There is a mutual benefit remedy: A Government that takes care of everyone’s wellbeing through ensuring fair wages and taxation for universally available, high quality healthcare, housing, schools, and nutrition. Other, less wealthy countries do it. We can too. We would have less strife, healthier, better educated, happier people.
Anti-Tax (Hey, I’m lookin’ out for old number one!) Taxes pay for collective goods like roads, bridges, firefighters, and scientific and health agencies that do not make sense to pay for individually. Since the New Deal, taxes also contributed to ensuring parts of a decent life, e.g., rental and food assistance, Medicare and Medicaid for health care, Social Security for retirement, and unemployment insurance.
But even these social expenses are resented and resisted as a freedom killing imposition by the out-for-yourselfers.
Last year, I had a conversation with someone (a well-off banker) I know about Bill DiBlasio.

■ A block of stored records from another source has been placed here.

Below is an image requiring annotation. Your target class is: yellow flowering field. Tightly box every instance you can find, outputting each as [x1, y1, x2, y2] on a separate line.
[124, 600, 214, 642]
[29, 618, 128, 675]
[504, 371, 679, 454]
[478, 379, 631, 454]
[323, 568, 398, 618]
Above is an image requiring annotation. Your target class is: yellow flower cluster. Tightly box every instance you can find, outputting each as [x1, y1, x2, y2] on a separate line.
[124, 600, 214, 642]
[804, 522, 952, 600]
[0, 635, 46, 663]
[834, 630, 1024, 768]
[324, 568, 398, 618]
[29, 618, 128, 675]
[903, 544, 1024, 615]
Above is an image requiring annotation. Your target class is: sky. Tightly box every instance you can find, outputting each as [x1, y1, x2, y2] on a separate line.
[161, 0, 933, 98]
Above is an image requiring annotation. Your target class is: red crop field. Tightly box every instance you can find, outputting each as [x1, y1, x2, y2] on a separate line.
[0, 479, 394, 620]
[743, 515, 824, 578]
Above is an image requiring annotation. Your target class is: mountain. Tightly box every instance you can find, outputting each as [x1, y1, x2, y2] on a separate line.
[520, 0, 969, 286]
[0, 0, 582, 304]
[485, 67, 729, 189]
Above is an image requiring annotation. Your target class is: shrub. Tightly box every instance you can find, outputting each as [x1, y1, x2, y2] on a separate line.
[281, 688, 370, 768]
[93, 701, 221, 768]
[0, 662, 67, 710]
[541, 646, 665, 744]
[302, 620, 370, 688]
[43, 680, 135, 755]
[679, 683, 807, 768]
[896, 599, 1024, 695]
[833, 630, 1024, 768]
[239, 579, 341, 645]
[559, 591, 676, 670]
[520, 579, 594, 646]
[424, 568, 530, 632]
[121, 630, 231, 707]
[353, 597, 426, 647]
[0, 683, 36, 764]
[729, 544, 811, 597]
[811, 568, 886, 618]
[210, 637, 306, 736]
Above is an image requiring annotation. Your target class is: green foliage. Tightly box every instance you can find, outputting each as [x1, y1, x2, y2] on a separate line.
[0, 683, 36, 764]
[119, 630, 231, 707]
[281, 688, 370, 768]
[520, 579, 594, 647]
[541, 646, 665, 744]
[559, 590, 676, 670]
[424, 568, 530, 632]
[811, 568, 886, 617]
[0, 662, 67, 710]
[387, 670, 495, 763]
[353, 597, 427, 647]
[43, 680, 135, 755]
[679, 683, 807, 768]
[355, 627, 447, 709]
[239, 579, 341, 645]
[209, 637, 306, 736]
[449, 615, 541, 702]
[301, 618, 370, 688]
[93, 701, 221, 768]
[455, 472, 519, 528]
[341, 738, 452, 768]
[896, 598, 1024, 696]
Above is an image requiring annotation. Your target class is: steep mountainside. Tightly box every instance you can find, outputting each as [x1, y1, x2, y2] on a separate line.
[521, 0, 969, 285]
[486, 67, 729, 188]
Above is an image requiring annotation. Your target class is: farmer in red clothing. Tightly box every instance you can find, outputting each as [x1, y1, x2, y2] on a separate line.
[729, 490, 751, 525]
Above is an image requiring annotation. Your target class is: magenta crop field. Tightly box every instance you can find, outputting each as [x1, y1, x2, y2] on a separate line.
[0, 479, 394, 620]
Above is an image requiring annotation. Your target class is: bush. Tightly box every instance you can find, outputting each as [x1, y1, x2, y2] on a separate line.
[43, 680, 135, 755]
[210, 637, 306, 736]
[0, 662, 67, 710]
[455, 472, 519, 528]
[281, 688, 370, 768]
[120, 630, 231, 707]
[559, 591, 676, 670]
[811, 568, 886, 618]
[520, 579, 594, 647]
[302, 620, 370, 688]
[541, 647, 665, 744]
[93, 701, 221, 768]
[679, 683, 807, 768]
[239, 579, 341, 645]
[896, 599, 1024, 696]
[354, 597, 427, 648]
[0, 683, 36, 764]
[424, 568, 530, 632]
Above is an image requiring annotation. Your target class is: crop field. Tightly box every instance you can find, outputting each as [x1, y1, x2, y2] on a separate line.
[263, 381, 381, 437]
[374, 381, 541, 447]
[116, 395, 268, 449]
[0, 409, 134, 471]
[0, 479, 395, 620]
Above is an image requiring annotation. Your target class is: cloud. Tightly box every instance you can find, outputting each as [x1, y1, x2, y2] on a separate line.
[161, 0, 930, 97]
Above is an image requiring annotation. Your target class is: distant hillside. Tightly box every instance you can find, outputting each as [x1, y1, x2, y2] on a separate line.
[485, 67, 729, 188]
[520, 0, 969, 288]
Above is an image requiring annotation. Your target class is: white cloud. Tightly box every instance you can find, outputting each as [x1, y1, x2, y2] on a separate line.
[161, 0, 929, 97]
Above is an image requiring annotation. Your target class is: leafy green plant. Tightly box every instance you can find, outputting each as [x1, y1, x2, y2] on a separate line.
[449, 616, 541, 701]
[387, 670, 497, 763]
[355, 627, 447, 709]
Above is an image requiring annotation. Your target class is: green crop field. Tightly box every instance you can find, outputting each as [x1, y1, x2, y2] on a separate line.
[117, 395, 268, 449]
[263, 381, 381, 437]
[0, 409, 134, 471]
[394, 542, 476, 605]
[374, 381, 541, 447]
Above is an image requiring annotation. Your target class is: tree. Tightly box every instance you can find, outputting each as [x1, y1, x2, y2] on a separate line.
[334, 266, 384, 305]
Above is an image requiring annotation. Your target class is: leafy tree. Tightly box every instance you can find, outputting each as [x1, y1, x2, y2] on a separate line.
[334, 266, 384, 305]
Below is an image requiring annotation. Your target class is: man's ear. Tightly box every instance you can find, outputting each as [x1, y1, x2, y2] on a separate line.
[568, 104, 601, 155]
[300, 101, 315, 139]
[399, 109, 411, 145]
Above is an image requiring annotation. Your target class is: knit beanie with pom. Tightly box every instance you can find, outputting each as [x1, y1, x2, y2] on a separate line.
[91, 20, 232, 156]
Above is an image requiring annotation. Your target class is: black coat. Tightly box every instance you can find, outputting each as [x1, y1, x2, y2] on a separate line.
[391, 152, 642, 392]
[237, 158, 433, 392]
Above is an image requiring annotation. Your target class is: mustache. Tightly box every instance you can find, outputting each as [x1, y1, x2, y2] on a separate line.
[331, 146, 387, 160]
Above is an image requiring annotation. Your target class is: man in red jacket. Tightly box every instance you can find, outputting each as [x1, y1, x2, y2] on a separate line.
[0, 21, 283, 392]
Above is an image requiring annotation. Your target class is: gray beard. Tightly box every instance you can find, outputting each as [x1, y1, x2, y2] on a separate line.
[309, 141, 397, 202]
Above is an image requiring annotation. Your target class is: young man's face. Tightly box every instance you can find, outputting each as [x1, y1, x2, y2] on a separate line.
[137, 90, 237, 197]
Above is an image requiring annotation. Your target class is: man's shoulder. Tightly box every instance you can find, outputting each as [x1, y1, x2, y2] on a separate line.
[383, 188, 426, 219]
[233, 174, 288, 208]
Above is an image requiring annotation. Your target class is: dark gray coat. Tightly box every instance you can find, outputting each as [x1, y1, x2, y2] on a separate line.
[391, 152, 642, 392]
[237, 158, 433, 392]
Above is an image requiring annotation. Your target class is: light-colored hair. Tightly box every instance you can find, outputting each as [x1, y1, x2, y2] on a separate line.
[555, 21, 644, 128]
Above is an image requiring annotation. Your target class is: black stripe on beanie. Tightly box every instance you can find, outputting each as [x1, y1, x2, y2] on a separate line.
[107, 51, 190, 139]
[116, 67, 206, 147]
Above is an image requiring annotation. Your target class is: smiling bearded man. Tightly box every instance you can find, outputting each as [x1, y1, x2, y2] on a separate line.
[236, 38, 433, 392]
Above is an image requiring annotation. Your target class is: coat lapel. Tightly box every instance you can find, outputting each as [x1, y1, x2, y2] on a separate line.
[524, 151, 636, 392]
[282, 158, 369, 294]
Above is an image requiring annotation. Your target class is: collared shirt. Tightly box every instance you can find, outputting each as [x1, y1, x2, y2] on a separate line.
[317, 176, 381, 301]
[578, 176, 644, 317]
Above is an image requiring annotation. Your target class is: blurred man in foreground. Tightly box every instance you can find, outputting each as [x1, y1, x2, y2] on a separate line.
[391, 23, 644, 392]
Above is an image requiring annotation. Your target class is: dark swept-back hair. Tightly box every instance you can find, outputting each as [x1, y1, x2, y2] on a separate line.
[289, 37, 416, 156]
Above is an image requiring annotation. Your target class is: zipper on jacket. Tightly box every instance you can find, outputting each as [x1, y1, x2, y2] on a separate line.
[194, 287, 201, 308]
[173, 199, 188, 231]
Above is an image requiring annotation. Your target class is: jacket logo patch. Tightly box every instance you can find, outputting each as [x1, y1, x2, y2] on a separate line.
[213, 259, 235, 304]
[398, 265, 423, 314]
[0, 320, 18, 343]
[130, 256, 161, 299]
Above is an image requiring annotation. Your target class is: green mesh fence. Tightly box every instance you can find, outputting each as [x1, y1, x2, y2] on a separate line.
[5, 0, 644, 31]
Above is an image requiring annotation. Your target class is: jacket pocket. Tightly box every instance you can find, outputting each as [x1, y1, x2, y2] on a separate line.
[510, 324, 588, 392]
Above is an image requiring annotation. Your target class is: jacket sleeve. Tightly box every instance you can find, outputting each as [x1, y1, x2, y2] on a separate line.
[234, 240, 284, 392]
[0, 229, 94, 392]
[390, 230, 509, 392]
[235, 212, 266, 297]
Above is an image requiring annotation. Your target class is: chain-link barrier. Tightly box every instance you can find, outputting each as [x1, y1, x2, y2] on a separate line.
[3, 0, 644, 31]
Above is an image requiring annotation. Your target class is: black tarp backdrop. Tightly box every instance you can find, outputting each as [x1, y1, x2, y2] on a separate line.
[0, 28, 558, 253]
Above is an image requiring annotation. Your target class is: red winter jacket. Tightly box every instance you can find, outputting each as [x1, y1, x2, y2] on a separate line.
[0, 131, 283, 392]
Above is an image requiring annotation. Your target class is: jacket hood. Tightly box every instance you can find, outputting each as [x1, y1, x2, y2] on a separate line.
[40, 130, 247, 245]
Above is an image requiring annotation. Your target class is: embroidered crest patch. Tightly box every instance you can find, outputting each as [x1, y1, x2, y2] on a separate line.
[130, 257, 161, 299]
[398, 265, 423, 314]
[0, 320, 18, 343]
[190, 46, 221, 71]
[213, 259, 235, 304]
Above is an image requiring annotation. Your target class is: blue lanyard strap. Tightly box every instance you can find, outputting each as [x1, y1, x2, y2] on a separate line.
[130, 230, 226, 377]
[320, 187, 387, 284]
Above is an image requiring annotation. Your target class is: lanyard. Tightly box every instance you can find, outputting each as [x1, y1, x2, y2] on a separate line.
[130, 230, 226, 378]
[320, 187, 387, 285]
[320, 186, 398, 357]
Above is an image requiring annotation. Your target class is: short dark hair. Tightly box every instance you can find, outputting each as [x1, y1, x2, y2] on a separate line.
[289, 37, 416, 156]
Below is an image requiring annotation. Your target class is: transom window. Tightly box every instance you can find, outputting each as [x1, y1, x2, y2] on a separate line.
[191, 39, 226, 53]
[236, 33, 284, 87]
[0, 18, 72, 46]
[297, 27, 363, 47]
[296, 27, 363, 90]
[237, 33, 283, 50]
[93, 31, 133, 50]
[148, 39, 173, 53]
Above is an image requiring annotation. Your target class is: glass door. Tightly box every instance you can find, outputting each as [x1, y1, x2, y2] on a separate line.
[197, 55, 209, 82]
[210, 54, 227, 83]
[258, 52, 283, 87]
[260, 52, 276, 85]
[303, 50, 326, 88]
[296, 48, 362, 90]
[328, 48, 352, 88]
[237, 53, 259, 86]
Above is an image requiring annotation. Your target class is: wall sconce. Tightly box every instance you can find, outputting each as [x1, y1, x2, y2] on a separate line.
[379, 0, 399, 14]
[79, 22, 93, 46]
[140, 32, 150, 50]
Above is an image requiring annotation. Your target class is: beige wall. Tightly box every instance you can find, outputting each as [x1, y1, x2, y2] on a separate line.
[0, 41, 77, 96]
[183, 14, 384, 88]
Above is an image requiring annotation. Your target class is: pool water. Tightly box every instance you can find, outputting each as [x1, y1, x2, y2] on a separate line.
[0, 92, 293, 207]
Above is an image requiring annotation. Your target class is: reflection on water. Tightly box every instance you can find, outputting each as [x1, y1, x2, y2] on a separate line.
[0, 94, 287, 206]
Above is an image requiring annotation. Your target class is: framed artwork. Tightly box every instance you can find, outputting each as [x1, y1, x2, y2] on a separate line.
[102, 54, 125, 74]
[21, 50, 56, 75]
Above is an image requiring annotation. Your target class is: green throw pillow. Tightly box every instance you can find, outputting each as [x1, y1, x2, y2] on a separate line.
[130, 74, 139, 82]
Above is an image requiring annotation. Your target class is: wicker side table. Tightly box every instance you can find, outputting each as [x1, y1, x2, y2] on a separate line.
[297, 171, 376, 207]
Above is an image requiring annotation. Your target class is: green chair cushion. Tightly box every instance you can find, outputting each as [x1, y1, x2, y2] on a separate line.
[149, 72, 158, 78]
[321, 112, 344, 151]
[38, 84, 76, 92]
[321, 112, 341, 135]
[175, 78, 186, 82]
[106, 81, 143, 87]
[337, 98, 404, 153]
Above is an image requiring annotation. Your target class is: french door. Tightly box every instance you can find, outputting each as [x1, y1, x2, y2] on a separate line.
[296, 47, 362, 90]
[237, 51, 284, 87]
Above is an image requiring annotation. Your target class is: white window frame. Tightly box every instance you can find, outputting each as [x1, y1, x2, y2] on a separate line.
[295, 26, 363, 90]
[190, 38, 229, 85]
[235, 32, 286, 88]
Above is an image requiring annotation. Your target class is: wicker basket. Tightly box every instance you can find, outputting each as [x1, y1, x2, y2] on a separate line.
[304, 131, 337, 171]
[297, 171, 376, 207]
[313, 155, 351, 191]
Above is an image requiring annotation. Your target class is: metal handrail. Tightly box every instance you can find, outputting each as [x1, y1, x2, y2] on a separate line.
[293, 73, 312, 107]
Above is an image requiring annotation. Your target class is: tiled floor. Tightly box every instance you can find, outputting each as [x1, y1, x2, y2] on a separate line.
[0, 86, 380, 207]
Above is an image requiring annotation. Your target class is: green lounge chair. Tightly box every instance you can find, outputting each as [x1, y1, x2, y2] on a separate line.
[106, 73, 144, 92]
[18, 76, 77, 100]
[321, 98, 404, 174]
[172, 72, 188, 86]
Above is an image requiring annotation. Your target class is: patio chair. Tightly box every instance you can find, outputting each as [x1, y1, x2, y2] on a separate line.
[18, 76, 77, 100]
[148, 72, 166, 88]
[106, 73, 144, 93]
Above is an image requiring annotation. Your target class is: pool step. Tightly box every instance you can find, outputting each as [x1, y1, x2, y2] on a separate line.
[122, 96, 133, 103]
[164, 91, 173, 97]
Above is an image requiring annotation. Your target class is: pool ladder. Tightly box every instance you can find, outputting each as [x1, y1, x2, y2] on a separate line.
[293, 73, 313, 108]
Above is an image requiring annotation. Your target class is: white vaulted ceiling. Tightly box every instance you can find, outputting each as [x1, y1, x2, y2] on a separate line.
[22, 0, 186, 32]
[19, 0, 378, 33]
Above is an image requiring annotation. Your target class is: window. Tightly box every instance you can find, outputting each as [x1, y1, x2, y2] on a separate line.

I indicated that New York City’s free preschool program was a significant positive development. He sneered: "I have no kids, so why should my taxes pay for someone else's childcare?"
This all-about-me perspective rests on the premise that since virtually everything is scarce, the only rational course of action is to grab and keep what you can. Mutual benefit is anathema. It is for chumps. The result is unfettered rapacious capitalism that puts all of us at risk.
Got your own car? Don't care about endless subway delays? Wait for broken axles and bridge collapses. Got money for a private school? Here comes inadequate education in deteriorated school buildings with impossible to find new teachers for everyone else you encounter. Too bad hungry people beg everywhere you go.
Fortunately, there’s a pill for that. For almost all of us, it’s not a bitter one. Put taxing wealth– not just income, but capital gains back on the table. Billionaires find it hard to swallow, but the rest of us benefit.
Anti-Regulation (Don’t tell ME what to do):
Uncontrolled release of industrially- and agriculturally generated heat-trapping gases into the atmosphere warm the planet, unalterably disrupting life as we know it. The profit-taking who-cares-I-got-mine crowd cares nothing about either the living or even their own future families. The promoted short view for the general public is that regulation takes current jobs. Worry about the outcomes later. Unfortunately, with increasingly erratic weather patterns, the future is now. Climate disruption-generated mass migrations are coming.
The three prongs of out-for-your selfism came together in a perfect storm with the arrival of the SARS-CoV-2 virus. The abdication of government responsibility, the refusal to pay taxes for other folks healthcare, and knee-jerk rejection of regulation is killing the ignorant and innocent alike. It takes special aim at the vulnerable who have been systematically marginalized from participation in decision making.
There is no place to hide. Ignoring others wellbeing affects us all.
There is, however, some good news. Led by the Black Lives Matter movement, people of all colors and strata are marching in the streets for one another. This is an explicit rejection of be-out-out-for-yourselfism and a demand for inclusive mutual benefit.
Maybe, we can hope for reenergized unions.
Turning out to vote for mutual benefit in November is essential.
Arthur H. Camins is a lifelong educator. He writes about education and social justice. He works part-time with curriculum developers at UC Berkeley as an assessment specialist. He retired recently as Director of the Center for Innovation in Engineering and Science Education at Stevens Institute of Technology. He has taught and been an administrator in New York City, Massachusetts, and Louisville, Kentucky. The ideas expressed in this article are his alone.